Many avoid log cabin homes because they think that log cabins are more flammable than average homes. However, this isn’t the case! Frontier Log Homes wants you to know that log cabin homes are just as safe as average homes, and an understanding of how fire risk works in a home can help ease those worries.
Temperature Makes a Difference
First off, it takes quite a bit of temperature and energy to catch a full log on fire. In fact, most small fires are not hot enough to generate an ignition. A solid piece of wood is a compressed material. There is no airflow inside it. And fire needs both fuel material and oxygen to grow. This is why many times people need some kind of fire starter chemical or agent in a fireplace, or even crumpled paper to generate sufficient ignition heat. That said, modern living has plenty of material that can do the trick.
Our Lifestyle and Plastics
Unlike homes some 40 or 60 years ago, today’s homes include a lot of products that are made of plastics. Carpeting, drapes, furniture covers, kitchen appliances, and more use an incredible amount of petroleum-based products in their assembly. These items and their components are far more prone to catch fire with a home ignition. And when they do, they burn hotter. That’s the temperature level that is then needed to cause a structure to burn. This is proven again and again with industrial fire testing, especially in how fast a modern home catches fire and goes to flashover temperatures (critical level) versus older organic materials. So, in a nutshell, the risk of a home fire isn’t automatically increased by the structure being made of logs; it’s increased by all the plastic we have around us.
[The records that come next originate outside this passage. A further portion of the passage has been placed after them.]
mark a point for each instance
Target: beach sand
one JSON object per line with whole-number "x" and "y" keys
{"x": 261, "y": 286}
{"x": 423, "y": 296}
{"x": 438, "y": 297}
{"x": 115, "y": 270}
Second, modern log homes use materials that have been treated for fire resistance. Log homes constructed today are not simply raw wood. Each component prepared for use in a residential structure and fabricated to meet industry standards for such use. That includes fire safety requirements that anticipate home use causes.
Fire Needs Air and Gaps to Spread
Unlike a tract home, which uses a combination of framing, foam insulation, and drywall interior surfacing, log homes are built with a wall and frame structure that is thick, compact, and solid. Hollowed-up framing creates pathways for fire to travel. The same can’t happen in a modern log home. Instead, the fire can only scorch the outside, the exposed surface of the log. While it may char, it won’t automatically lose integrity or structure strength. The same can be seen in forest fires. While the ground brush, dead leaves, bushes, and the bark of trees burn immediately, the trees themselves survive due to their thickness. It’s only when the heat of a fire is so intense, that even solid wood will burn, just like a log in a fireplace. It takes a lot of energy to get to that kind of heat level, but when it does, even a log home will burn eventually.
So, it could be argued, given the above, that a modern log home may actually be safer than a standard residential home in suburban projects, especially given today’s frame designs.